Penulis menyatakan bahwa buku ini isinya bermacam-macam. Sebagai pembaca saya sepakat, buku ini isinya bermacam-macam. Saya belum bisa menarik benang merah tentang tema atau hubungan antarbab. Kecuali satu hal, bahwa buku ini ditulis dengan tujuan agar setiap bab bisa memberi manfaat. Mungkin itulah hubungan antarbab, kesamaannya adalah sama-sama memberi manfaat.
Dari sekian macam topik yang dibahas penulis, saya paling tertarik ketika penulis menceritakan tentang almamater beliau – Gontor.
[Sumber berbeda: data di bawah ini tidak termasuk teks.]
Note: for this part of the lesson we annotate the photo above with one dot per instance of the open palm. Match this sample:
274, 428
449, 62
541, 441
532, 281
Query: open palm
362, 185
Secara lugas penulis bisa bercerita seperti apakah lembaga pendidikan yang sudah berdiri sekian tahun tersebut. Secara tegas penulis menyatakan kekagumannya pada kesederhanaan, keikhlasan, kemandirian, nasihat para kiai, dan aktivitas yang ada di Gontor. Sementara saya sendiri bergumam, “Orang ini benar-benar mencintai dan bangga terhadap almamaternya.”
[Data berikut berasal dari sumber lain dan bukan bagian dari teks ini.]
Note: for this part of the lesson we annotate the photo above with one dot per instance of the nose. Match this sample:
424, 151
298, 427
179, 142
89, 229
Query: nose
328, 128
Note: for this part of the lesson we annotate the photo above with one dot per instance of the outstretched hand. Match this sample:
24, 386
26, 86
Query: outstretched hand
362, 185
Jika Anda mempunyai teman yang alumni Gontor, Anda akan bisa menyimpulkan seperti apa produk lulusannya. Saat Anda mengenal alumni Gontor, Anda mungkin akan berdecak “Ah~ pantas saja wong alumni Gontor”. Seperti itu juga yang saya simpulkan dari beberapa orang yang saya kenal, meskipun ya tetap saja ada ‘oknum’. Begitu pula ketika saya membaca buku ini, rasanya para alumni ini berlomba-lomba untuk menyebarkan manfaat sebagaimana para kiai pernah berpesan.
“BERANI HIDUP TAK TAKUT MATI, TAKUT MATI JANGAN HIDUP, TAKUT HIDUP MATI SAJA.” Nasihat dari Kiai pendiri Pondok Modern Gontor. Sebelum membaca tulisan ini, saya pernah mendengar cerita dari teman saya. Dan setiap kali bercerita teman saya itu selalu penuh semangat seolah membayangkan sedang berada dalam atmosfer pesantren besar tersebut.
Buku ini sebetulnya menceritakan tentang sudut pandang penulis dalam melihat segala sesuatu. Sudut pandang yang banyak terpengaruh dari latar belakang pendidikannya. Termasuk tentang berdakwah, tentang bagaimana seharusnya menjadi ulama yang intelek bukan intelek yang tahu agama. Saya sepakat dengan pernyataan beliau bahwa dakwah itu merangkul bukan memukul. Dakwah itu dengan hikmah. Selain itu saya juga sepakat tentang bagaimana penulis menjelaskan tentang profesionalisme, dimana hal tersebut hampir luntur pada saat ini. Rupanya sikap profesional adalah bagian dari kesalehan.
Al Qur’an sangat menentang tindakan-tindakan yang tidak produktif. Hal ini berkaitan erat dengan waktu. Oleh Al Qur’an manusia diseru untuk mempergunakan waktu sebaik mungkin. Caranya dengan menginvestasikan waktu; mengisinya dengan tindakan-tindakan positif dan kerja produktif. Manusia yang tidak mempergunakan waktunya dengan baik termasuk dalam golongan yang merugi. [halaman 97]
Demikianlah bekerja dengan serius dan profesional adalah sebuah ajaran dan bahkan kewajiban. [halaman 100]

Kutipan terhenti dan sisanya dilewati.